Hockey boards return to Canada

Hockey rink at Kandahar Airfield, December 2016, before a few boards were brought to Canada. Photo credit: Greg Dempsey

Hockey rink at Kandahar Airfield, December 2016, before a few boards were brought to Canada. Photo credit: Greg Dempsey

Captain Nicola LaMarre, CJOC PA ~

Sport has long been known as a vital contributor to fitness, morale and esprit de corps of troops during times of conflict. From the fabled football matches between the British and German armies on a Christmas Day during the First World War to Canadian soldiers carving a hockey rink on a frozen river in Korea.

Fast forward to 2017.

When the Canadian Armed Forces withdrew from Afghanistan in 2014, a well-used ball hockey rink built by Canadian Armed Forces (CAF) engineers in 2006 at Kandahar Airfield was left behind.

The wood of the hockey boards was rough, blemished with scuffs, scrapes and the tell-tale black marks left by countless jet black hockey pucks. The red paint on the Canadian Flag was barely visible in places, bleached by the relentless Afghanistan sun.

Two sections of the Kandahar floor hockey rink boards were brought back to Canada with one section donated to the Hockey Hall of Fame in Toronto, and the other to the Canadian War Museum in Ottawa where it will become part of the permanent Afghanistan display.

Before being turned into a permanent exhibit, the War Museum brought it to the Invictus Games Athletes’ Village at the Sheraton Hotel, in Toronto. Access to see the boards was restricted to the athletes, friends and family and team coaches and support staff.

For Corporal Mimi Poulin of Team Canada, seeing the Kandahar hockey boards took her right back to Afghanistan.

“All of those chips, the worn paint, it was us, we put them there. I remember each night we would all lean against those boards to watch the game.”

For many men and women of the Canadian Armed Forces the rink provided a sanctuary where, for a short time, they could forget the war zone and feel normal.

“Even if you weren’t playing, you would walk by and see the maple leaf and it would be a brief reminder of home,” said Defence Minister Harjit Sajjan, when he shared his memories of the rink with Team Canada athletes at the Invictus Games. “Seeing these boards again brings back some powerful memories.”

For many veterans of CAF operations in Afghanistan, the hockey boards bring back fond memories of the games they played and the friendships they forged in the sandbox.

However, for Corporal (Retired) Jayson Nickol, seeing the Kandahar hockey boards at the Invictus Games was bittersweet. For a time, he and his friends played on the rink just as they would have done back in Canada. When playing or cheering at the hockey rink their spirits were lifted.

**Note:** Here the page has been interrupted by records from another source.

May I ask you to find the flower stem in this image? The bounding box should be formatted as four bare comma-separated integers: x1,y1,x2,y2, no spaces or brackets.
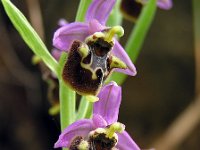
110,0,157,85
193,0,200,95
76,0,92,22
58,52,76,131
76,0,93,120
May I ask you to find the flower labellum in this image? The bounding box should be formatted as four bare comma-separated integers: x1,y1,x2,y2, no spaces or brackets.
54,82,140,150
62,26,127,96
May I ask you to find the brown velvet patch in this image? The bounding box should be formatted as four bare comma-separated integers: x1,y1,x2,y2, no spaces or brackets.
89,133,117,150
62,41,103,95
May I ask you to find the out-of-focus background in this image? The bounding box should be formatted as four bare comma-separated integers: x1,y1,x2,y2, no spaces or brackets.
0,0,200,150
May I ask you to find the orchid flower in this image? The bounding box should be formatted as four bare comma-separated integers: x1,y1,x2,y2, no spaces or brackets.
53,0,136,76
54,82,140,150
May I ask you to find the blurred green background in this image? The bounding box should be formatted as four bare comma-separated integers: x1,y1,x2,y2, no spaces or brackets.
0,0,197,150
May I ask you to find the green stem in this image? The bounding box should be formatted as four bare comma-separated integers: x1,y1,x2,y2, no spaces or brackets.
193,0,200,95
110,0,157,85
85,102,94,118
76,0,92,22
59,80,76,131
58,52,76,131
106,0,122,27
76,0,92,120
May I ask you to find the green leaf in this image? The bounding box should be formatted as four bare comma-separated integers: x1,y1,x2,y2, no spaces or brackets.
109,0,157,85
2,0,58,75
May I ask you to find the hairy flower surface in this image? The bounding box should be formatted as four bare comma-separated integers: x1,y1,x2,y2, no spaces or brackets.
54,82,140,150
53,0,136,76
53,0,136,96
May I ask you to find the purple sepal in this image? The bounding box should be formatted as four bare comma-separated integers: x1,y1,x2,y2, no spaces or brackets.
116,131,140,150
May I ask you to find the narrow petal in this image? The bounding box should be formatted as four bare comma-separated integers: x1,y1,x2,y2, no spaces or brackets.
157,0,173,10
112,41,137,76
51,48,62,60
86,0,116,25
116,131,140,150
92,114,108,128
54,119,94,148
89,19,106,34
93,82,121,125
53,22,89,51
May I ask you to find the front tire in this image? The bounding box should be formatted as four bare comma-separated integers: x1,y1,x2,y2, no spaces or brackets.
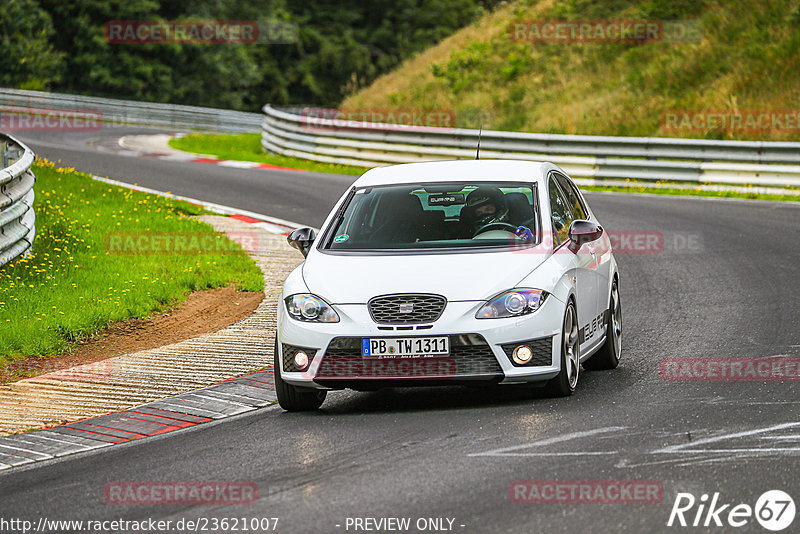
273,342,328,412
583,280,622,371
545,300,581,397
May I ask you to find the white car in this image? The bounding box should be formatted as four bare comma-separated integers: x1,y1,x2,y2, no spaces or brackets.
275,160,622,411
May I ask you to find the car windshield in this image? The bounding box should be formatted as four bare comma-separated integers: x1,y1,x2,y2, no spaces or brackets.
323,182,539,251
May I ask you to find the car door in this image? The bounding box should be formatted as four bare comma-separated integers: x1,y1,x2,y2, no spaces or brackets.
548,172,603,351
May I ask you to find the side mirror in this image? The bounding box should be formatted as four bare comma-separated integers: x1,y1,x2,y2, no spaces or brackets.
286,228,317,256
568,219,603,254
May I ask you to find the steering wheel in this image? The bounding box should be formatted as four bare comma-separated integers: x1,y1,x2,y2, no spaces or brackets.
472,221,517,239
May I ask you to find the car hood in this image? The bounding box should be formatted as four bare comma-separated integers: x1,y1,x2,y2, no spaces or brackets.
303,249,547,304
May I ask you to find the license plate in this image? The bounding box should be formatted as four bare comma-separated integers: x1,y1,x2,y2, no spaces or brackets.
361,336,450,358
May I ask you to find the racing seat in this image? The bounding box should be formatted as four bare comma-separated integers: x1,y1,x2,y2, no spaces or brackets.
506,193,536,232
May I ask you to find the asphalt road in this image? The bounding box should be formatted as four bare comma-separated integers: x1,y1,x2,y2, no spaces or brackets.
0,130,800,533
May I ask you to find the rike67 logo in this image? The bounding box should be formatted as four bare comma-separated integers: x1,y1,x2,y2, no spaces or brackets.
667,490,795,532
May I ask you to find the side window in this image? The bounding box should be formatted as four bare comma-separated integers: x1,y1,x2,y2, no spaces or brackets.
554,174,587,219
548,180,573,245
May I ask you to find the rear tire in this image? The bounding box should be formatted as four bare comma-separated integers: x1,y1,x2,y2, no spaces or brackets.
545,300,581,397
583,280,622,371
273,342,328,412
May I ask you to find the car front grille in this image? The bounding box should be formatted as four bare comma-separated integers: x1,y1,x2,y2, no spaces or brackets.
315,334,504,380
500,336,553,367
367,293,447,324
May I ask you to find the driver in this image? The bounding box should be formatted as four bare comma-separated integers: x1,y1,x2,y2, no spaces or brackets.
460,187,533,241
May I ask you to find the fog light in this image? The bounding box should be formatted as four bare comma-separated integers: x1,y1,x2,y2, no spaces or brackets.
511,345,533,365
294,350,308,371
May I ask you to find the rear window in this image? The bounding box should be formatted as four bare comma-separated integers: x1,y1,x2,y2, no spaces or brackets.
323,182,539,251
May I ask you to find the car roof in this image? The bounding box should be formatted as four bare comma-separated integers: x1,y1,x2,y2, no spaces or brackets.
353,159,564,187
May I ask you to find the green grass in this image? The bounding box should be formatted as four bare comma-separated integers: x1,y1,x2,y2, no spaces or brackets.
0,160,264,364
169,133,366,175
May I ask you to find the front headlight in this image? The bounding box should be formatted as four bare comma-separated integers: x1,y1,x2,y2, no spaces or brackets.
284,293,339,323
475,289,548,319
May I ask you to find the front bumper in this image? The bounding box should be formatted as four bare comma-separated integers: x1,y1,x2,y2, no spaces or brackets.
278,295,565,389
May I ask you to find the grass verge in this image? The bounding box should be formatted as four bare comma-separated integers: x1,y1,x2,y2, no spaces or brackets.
0,160,264,365
169,133,367,175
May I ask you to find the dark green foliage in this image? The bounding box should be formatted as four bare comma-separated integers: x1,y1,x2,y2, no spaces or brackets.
0,0,63,89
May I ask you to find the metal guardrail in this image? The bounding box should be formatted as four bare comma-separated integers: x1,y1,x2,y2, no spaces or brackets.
0,134,36,267
261,105,800,187
0,88,261,133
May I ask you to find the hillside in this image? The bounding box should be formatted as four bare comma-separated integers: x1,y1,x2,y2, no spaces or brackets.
340,0,800,140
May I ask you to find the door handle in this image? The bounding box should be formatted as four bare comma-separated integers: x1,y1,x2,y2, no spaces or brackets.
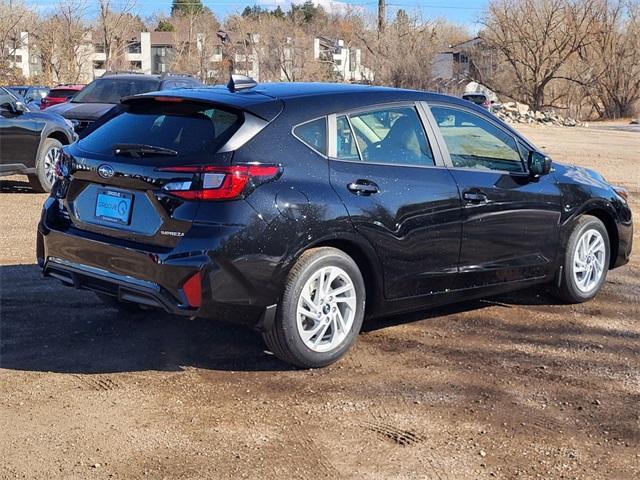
462,190,487,203
347,180,380,195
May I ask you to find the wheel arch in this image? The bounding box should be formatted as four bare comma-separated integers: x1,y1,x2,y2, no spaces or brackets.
580,206,619,269
46,130,71,145
291,235,384,314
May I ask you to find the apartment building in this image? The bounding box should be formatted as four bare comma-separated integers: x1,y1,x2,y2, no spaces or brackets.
313,37,373,83
5,32,42,78
9,32,373,83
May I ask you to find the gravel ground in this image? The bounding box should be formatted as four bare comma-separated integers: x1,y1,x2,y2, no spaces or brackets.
0,123,640,480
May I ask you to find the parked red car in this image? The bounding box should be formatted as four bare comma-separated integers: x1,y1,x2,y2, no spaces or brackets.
40,84,84,110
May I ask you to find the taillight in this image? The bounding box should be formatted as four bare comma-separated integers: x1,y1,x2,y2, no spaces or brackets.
158,164,282,200
182,272,202,308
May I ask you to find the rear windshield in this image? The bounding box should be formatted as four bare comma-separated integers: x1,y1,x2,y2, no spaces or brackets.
78,101,243,160
73,77,160,103
49,88,78,98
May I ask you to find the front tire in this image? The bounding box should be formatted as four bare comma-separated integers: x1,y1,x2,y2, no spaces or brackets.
263,247,366,368
554,215,611,303
29,138,62,193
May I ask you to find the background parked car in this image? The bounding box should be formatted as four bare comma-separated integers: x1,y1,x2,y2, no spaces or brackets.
7,85,49,107
462,93,491,110
0,87,76,192
48,72,202,133
40,83,84,110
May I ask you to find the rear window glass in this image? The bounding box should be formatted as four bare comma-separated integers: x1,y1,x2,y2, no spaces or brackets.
49,88,78,98
78,101,243,160
293,118,327,155
73,78,160,103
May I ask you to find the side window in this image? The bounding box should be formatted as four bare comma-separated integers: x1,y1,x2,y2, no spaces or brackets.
349,107,435,165
431,106,525,172
293,118,327,155
336,115,360,160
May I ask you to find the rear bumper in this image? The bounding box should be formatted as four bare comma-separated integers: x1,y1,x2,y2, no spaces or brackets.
0,163,36,177
612,215,633,268
42,257,196,316
37,215,280,328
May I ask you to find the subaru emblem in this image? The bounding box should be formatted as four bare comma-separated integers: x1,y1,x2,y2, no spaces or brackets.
98,163,115,178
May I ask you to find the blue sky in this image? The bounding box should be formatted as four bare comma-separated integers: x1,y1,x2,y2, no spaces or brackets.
31,0,487,30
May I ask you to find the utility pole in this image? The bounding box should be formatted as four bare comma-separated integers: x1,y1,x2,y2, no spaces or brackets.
378,0,386,34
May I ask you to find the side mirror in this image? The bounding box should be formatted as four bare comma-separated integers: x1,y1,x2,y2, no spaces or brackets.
527,151,551,177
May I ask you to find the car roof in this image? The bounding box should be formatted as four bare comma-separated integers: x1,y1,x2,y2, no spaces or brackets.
94,73,161,81
127,82,468,120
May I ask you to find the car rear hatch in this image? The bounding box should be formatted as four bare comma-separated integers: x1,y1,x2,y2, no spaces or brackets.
54,94,281,251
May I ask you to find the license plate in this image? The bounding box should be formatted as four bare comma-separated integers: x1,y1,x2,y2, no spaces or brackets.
96,190,133,225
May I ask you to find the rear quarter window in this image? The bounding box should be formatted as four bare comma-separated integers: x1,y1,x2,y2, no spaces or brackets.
293,117,327,155
78,101,244,160
49,88,78,98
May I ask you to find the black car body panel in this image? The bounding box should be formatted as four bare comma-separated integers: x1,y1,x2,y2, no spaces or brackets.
48,74,202,134
0,88,75,176
37,84,632,328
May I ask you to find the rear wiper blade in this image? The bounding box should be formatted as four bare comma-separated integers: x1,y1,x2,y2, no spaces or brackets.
113,143,178,157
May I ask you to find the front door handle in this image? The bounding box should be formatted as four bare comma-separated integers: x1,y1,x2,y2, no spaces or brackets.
347,180,380,195
462,190,487,203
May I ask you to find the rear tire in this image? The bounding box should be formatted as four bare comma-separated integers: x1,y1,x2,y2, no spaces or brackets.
29,138,62,193
553,215,611,303
263,247,366,368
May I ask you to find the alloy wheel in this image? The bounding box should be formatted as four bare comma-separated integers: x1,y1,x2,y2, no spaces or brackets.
573,229,606,293
44,147,60,185
296,266,357,352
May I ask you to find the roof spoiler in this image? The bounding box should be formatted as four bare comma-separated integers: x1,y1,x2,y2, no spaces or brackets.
227,74,258,92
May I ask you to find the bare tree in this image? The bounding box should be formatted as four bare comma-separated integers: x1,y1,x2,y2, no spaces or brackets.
476,0,600,110
581,0,640,118
97,0,139,70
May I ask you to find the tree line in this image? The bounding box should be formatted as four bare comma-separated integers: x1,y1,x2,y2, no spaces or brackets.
0,0,640,118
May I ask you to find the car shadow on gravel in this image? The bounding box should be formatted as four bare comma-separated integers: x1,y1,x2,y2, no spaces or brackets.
0,265,636,373
0,180,36,193
0,265,291,373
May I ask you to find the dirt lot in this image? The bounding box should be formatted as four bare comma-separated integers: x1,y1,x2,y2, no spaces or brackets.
0,123,640,480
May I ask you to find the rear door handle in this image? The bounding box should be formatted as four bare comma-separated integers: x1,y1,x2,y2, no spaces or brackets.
347,180,380,195
462,190,487,203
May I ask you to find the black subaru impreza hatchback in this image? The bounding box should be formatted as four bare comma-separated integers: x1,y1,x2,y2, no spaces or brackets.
37,78,632,367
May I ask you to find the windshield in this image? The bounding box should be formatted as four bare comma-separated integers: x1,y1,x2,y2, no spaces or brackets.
78,100,243,161
72,78,160,103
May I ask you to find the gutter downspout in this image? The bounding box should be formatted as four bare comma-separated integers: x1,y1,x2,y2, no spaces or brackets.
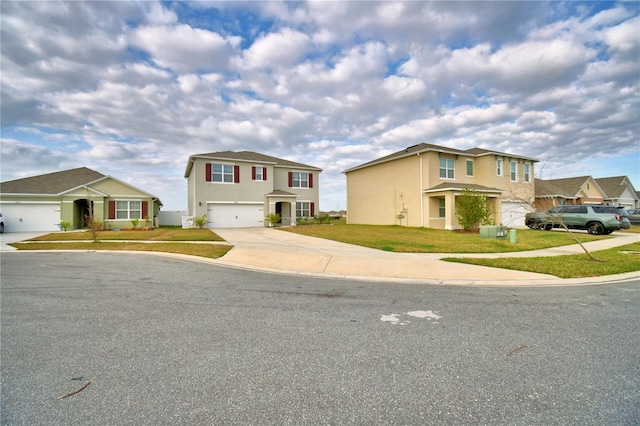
416,152,424,228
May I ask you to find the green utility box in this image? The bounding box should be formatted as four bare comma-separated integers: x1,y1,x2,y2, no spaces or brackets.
480,225,507,240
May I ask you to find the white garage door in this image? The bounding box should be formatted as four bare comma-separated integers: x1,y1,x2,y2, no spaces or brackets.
0,203,60,232
502,201,531,228
207,204,264,228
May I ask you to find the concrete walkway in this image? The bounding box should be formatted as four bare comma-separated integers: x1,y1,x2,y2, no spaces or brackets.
214,228,640,286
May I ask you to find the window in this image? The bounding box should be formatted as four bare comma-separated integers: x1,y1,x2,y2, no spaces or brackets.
116,201,142,220
440,158,455,179
296,201,315,217
211,164,233,183
251,166,267,181
438,197,447,217
289,172,313,188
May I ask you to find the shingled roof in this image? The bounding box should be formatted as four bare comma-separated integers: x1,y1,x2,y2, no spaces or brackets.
595,176,635,198
343,143,538,173
0,167,107,195
184,151,322,177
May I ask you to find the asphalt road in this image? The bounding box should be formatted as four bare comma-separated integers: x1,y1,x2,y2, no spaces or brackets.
0,252,640,425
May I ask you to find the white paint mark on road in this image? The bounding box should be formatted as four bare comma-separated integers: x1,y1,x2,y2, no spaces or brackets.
407,311,442,320
380,311,442,325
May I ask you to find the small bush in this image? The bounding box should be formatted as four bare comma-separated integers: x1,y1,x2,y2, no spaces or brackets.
193,214,207,229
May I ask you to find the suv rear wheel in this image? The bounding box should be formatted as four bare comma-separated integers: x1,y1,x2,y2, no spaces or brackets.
587,222,605,235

Sadly, he went on to say, “The last time I saw my buddy was on that hockey rink. The next day he lost his life to an IED.”

The Invictus Games are to wounded warriors what a hockey rink was to those soldiers in the middle of a fight.

The name of the sport is not important. But the power of sport to sustain the mind during times of darkness and nourish the soul of the wounded endures.